A dubia roach infestation is very unlikely, if you take the proper precautions. For one, they cannot climb smooth surfaces, so even if your dubia roach enclosure has no lid, they cannot escape. However, I do recommend a secure top, incase of an accidentally tip. If they did run loose, they would only ever stay along the floor, where they would try to find a warm hiding place. The proper dubia roach temperature for breeding is at least 90 degrees F, so likely the only breeding spot would be under your fridge. Additionally, the escapee must be a pregnant female or a male and female together. Therefore, if the stars align, it may be possible they could breed, but it would not be an infestation, like that of the common cockroach.
Do cockroaches make noise?
No, dubia roaches do not make any noise. One of the reasons they are the best feeder insects is that they do not squeal like the hissing cockroach or chirp like crickets. If you listen closely, you may hear a crunch when they are being eaten, but that is just the sound of your reptile enjoying the taste of a healthy meal.
Can dubia roaches fly?
While dubia roaches do have wings, they cannot fly. In fact, the wings are the easiest way to determine the sex of these roaches. The males have long wings that extend the length of their body; the females have short stubs for wings. Either way, they cannot use them to fly out of your dubia roach starter colony.
How to care for dubia roaches?
Dubia roaches really do not need any special care. They are happy with an enclosure full of hiding places, food, water, and heat for breeding. Beyond refilling the food and water dishes every few days and cleaning out the frass, the term for the excrement of the dubias, you never even need to bother them.
Hopefully, you feel much more at ease about creating your own dubia colony. However, it isn’t all rainbows and sunshine. There have been many reports of people with a roach colony developing an allergic reaction with too much contact. The symptoms may include watery eyes, itchy skin, difficulty breathing, and shortness of breath. This allergy is not a guarantee and can be potentially avoided by wearing gloves and a mask in a well ventilated room. Personally, I have not noticed any signs of this allergy, knock on wood, so I do not believe this should dissuade you from getting started; just limit contact to the necessary cleaning and feeding. If you do encounter these symptoms, we recommend consulting a doctor and potentially stop all breeding.

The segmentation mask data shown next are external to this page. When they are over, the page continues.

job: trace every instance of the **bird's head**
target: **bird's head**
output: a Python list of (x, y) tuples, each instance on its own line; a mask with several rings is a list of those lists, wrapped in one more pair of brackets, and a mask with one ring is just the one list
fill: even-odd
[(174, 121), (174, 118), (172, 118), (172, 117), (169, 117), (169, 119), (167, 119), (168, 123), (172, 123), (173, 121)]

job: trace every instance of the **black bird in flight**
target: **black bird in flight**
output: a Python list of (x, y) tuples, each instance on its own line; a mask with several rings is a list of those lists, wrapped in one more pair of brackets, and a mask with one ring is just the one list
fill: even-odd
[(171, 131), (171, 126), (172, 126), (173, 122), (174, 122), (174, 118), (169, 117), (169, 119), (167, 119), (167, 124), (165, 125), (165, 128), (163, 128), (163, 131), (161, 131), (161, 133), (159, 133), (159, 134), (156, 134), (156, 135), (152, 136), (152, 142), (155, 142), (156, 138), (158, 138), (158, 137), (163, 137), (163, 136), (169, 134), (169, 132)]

If you are convinced, we have a tutorial on how to breed dubia roaches that will take you step by step through the process of setting up a dubia roach colony. However, if you are not convinced, there is another option for a constant food supply. As mentioned, dubias survive at basic room conditions, so you can subscribe to one or two months worth of feeder roaches. Then, you can house them in a simple shoe box with some cut up egg carton. Periodically place some fruits and vegetables, like oranges, into the shoe box to feed them, and they will live happily until they are thrown into your pet enclosure to be munched on.